I would like to introduce you to pirate metrics. Dave McClure, a very prominent investor and startup founder in the US, has come up with a way we can measure the success of startups and in specific measure five key metrics that allow us to quantify success and compare our sales process to our customer life cycle, so let's run through it.
It looks at five key areas of measurement: acquisition, activation, retention, revenue, and referral.
Acquisition: How do people actually find you or how do your customers find you?
Activation: How do people actually have their first great experience?
Retention: How do we give them a great, fantastic first experience and manage to get them to keep on coming back?
Revenue: How do we actually get paid?
Referral: How we can get our customers to refer their friends, their family, and other people to our business?
Let's have a closer look into each one and how you can start measuring yours and what you need to know in order to put and set up your metrics.
This is how many people we will actually be able to take and lead to our website or into our shop front. We’ve discussed channels that will help you deliver your product to your customers before. These could be search engine marketing, search optimization, perhaps some Facebook advertising or social media advertising, salespeople etc. What we want to focus on is how do we get more people to try our product or visit our website? In acquisition, there are three key factors we want to look at. We want to choose the channels that bring us the highest amount of users or customers to our website. We want it for the cheapest price and at the highest conversion rate, meaning we want to find the channel that brings us the most traffic to our website, followed by the cheapest cost, followed by the highest conversion rate to actual purchases of our products.
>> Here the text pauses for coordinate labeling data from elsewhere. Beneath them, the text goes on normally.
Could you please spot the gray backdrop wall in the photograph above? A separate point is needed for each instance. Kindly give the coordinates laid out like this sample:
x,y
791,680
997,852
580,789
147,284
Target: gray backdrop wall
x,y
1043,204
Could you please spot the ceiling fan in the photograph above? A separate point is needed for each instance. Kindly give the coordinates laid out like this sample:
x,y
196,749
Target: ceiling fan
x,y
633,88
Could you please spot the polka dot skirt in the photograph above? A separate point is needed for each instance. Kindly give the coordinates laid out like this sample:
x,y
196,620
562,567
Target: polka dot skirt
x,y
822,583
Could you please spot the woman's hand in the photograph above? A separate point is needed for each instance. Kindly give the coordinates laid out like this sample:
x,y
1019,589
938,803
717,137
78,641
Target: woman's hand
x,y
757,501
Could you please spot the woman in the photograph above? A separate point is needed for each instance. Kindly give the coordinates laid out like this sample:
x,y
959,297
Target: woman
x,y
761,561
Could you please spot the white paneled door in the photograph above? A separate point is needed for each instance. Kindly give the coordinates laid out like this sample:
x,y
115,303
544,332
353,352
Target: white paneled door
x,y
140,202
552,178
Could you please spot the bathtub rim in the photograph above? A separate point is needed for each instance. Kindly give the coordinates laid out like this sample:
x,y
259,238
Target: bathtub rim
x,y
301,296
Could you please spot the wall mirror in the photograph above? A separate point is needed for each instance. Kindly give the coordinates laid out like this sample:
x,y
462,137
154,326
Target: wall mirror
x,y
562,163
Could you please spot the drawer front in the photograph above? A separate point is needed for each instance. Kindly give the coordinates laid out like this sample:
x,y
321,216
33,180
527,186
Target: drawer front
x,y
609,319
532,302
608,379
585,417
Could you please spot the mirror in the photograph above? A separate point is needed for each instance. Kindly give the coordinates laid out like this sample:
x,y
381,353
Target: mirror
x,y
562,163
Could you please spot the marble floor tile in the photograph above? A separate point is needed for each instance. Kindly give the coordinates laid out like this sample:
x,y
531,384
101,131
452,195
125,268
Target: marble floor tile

If we've had 1000 people visit our website, how many people actually sign up for our service, purchase our product, or sign up for a free trial? This is activation. We really want to understand the percentage and we can measure that quite easily. What we need to understand that's specific around the digital business is our landing page message. Do we have the right value proposition? Does it capture people? We only have about two to three seconds to really impress people. Once they land on our page, how quick and easy is our signup process? How quick and easy is our purchasing process? We need to make this as simple as possible and as streamlined as possible to keep our metric up and smooth.
How do we get people to keep on coming back. What factors allow us to make people keep on coming back? Now, a good way to do that is through newsletters, drip feeding content, videos, social media pages, and engaging and communicating with our customers on a regular basis. What most companies do is keep in touch with their customers through newsletters. Often they write a monthly newsletter that talks about updates on products, services, events, and other information customers may find beneficial.
That's an easy way to very quickly establish a connection with your customers and maintain that connection in the future. Other companies use the power of video. With YouTube and social media, it's very quick and very easy to establish a connection with your customers through video. Often companies will create videos of how to use their products, how to get more involved, or even how to do things within the industry to a better standard and to more effect.
This is really understanding the purchasing decision around our customers, making it a streamlined process to actually purchase our product off us, whether it's through our website or salespeople, we really want to minimize the amount of steps that a customer has to take in order to get their desired product. Now, if you have a business-to-business solution, really what you'll want to understand is the budget constraints that you will face. Often there are multiple people as part of the purchasing decision, so you need to understand how you can get the revenue from your customers whether that's through a credit card purchase or whether it's a monthly invoice you send through to your companies.
Really understanding your customers and their purchasing behavior will allow you to increase revenue and streamline your process.
A good example of this is the sale of cars at car yards. Car salespeople are very good at this process. Most people will not purchase this car upfront in cash. However, what the car salespeople are good at doing is giving another payment option, meaning that you don't need to pay for the car upfront, but you can rather make payment installments over the coming years.
This is how many times your customers will mention your product to other people. If you think about how much it would cost you to acquire each single customer through social media, salespeople, blogs, videos, and so on, referral is a great, efficient way to reach more customers. The beautiful thing about it is that because another customer of yours is telling other people about your product, you have a very good amount of social proof.
This means that promotion from real customers of your product is a lot more powerful than you as the product owner talking about your own products. A good way to increase your referral metric is by building it into your product.
Have a think about what you can build into your product. If it's a digital product, how you can add on features that allow people to invite their friends or communicate with their friends. If it's a physical product, perhaps look at how they can share it on social media or any competitions/contests you can run for them to share it with other people.
Have a think about how you can do that and have a think about how you can measure each step of the way of the pirate metrics.